ANY REPRESENTATION TO THE CONTRARY IS A CRIMINAL OFFENSE. THE COMPANY WILL NOT BE REGISTERED IN THE UNITED STATES AS AN INVESTMENT COMPANY UNDER THE INVESTMENT COMPANY ACT OF 1940, AS AMENDED (THE “ICA”), IN RELIANCE UPON AN EXEMPTION AVAILABLE TO PRIVATELY OFFERED INVESTMENT COMPANIES, AND ACCORDINGLY, THE PROVISIONS OF THE ICA INTENDED TO PROVIDE VARIOUS PROTECTIONS TO INVESTORS ARE NOT APPLICABLE. NEITHER THE MANAGING MEMBER OF THE COMPANY NOR ANY OF ITS AFFILIATES WILL BE REGISTERED AS AN INVESTMENT ADVISER UNDER THE INVESTMENT ADVISERS ACT OF 1940, AS AMENDED, OR ANY SUCH SIMILAR STATE STATUTE. FOR RESIDENTS OF FLORIDA, THE INTERESTS IN THE FUND OFFERED BY THIS MEMORANDUM (THE “INTERESTS”) HAVE NOT BEEN REGISTERED UNDER THE FLORIDA SECURITIES ACT. IF SALES ARE MADE TO FIVE (5) OR MORE INVESTORS IN FLORIDA, ANY FLORIDA INVESTOR MAY, AT HIS OPTION, VOID ANY PURCHASE HEREUNDER WITHIN A PERIOD OF THREE (3) DAYS AFTER HE (A) FIRST TENDERS OR PAYS TO THE FUND, AN AGENT OF THE FUND OR AN ESCROW AGENT THE CONSIDERATION REQUIRED HEREUNDER OR (B) DELIVERS HIS EXECUTED SUBSCRIPTION AGREEMENT, WHICHEVER OCCURS LATER TO ACCOMPLISH THIS. IT IS SUFFICIENT FOR A FLORIDA INVESTOR TO SEND A LETTER OR TELEGRAM TO THE FUND WITHIN SUCH THREE (3) DAY PERIOD, STATING THAT HE IS VOIDING AND RESCINDING THE PURCHASE. IF AN INVESTOR SENDS A LETTER, IT IS PRUDENT TO DO SO BY CERTIFIED MAIL, RETURN RECEIPT REQUESTED, TO INSURE THAT THE LETTER IS RECEIVED AND TO EVIDENCE THE TIME OF MAILING. 

  
These OFFERING MEMORANDUMs CONTAINS STATEMENTS THAT CONSTITUTE FORWARD LOOKING STATEMENTS. THOSE STATEMENTS APPEAR IN A NUMBER OF PLACES IN THIS OFFERING MEMORANDUM AND INCLUDE STATEMENTS REGARDING THE INTENT, BELIEF OR CURRENT EXPECTATIONS OF THE COMPANY, ITS MANAGER OR ITS OFFICERS WITH RESPECT TO, AMONG OTHER THINGS; (I) THE USE OF THE PROCEEDS (OR OTHER CONSIDERATION) OF THIS OFFERING; (II) THE COMPANY’S FINANCING PLANS; (III) TRENDS EXPECTED TO AFFECT THE COMPANY’S FINANCIAL CONDITION AND/OR RESULTS OF OPERATIONS; (IV) THE COMPANY’S OPERATING STRATEGY; AND (V) THE MARKET ANALYSIS AND FINANCIAL PROJECTIONS PRESENTED IN THIS OFFERING MEMORANDUM. YOU ARE CAUTIONED THAT ANY SUCH FORWARD LOOKING STATEMENTS ARE NOT GUARANTEES OF FUTURE PERFORMANCE AND INVOLVE RISKS AND UNCERTAINTIES. ACTUAL RESULTS MAY DIFFER MATERIALLY FROM THOSE PROJECTED FORWARD LOOKING STATEMENTS AS A RESULT OF VARIOUS FACTORS. IN FORMULATING THE FINANCIAL PROJECTIONS, MANAGEMENT MADE CERTAIN ASSUMPTIONS. THERE CAN BE NO ASSURANCE THAT MANAGEMENT’S ASSUMPTIONS ARE ACCURATE OR THAT MANAGEMENT’S PROJECTIONS CAN BE REALIZED.

 

You should only rely on information contained in this Offering Memorandum.
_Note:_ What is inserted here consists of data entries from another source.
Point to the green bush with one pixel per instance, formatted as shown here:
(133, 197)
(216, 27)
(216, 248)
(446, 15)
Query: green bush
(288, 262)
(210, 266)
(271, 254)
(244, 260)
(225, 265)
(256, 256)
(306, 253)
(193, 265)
We have not authorized anyone else to provide you with any different information. If you subscribe for the Securities, the Company will require you to acknowledge at closing that you have requested and received all information necessary to make an informed decision to purchase its Securities. 
 

The Company is not making an offer to buy or sell the Securities in any state or jurisdiction where the offer is not permitted. This Offering Memorandum is personal to you and does not constitute an offer to any other person or the public generally to subscribe for the Securities. You should not assume that the information in this Offering Memorandum is accurate as of any date other than the date on the front of this Offering Memorandum. There may have arisen a change in the affairs or business of either Company since that date, and you should not assume otherwise merely because you have received this Offering Memorandum. 
 

The Company is selling its Securities in a private placement pursuant to Section 4(2) of the Securities Act of 1933, as amended (the “1933 Act”), and, accordingly, they are not being registered under the 1933 Act. Therefore, you may not resell the Securities unless they are subsequently registered under the 1933 Act and applicable state securities laws or an exemption from Federal and state registration requirement becomes available. You should assume that you must bear the economic risk of an investment in the Securities for an indefinite period of time. 

 

IN MAKING AN INVESTMENT DECISION, YOU MUST RELY ON YOUR OWN EXAMINATION OF THE COMPANY AND THE TERMS OF THIS OFFERING, INCLUDING THE MERITS AND RISKS INVOLVED. 
You may not use the information contained in this Offering Memorandum for any purpose other than in connection with your consideration of an investment in the Securities. The information in this Offering Memorandum is of a confidential nature which you will treat in a confidential manner. You may not, directly or indirectly, disclose or permit your affiliates or representatives to disclose any of the information to any other person or reproduce this Offering Memorandum, in whole or in part, without the prior written consent of the Company. 
 

Neither Company nor any of its representatives are making any representation to you regarding the legality of your investment under applicable legal investment or similar laws. This Offering Memorandum does not constitute legal, business or tax advice. You should consult with your own legal, tax, business and financial advisors with respect to the investment. 

 

You should direct all inquiries relating to the Company to Robert M. Dodenhoff Jr or to Maksims Sivohins at 265 Eastchester Dr. Ste 133, #310 High Point, NC 2762 or by phone at (703) 597-5792. 

 

If you do not wish to invest in the Company, you must delete this Offering Memorandum within 15 days after you receive it and all information contained in this Offering Memorandum shall be kept confidential and may not be copied or reproduced without the prior written approval of the Company.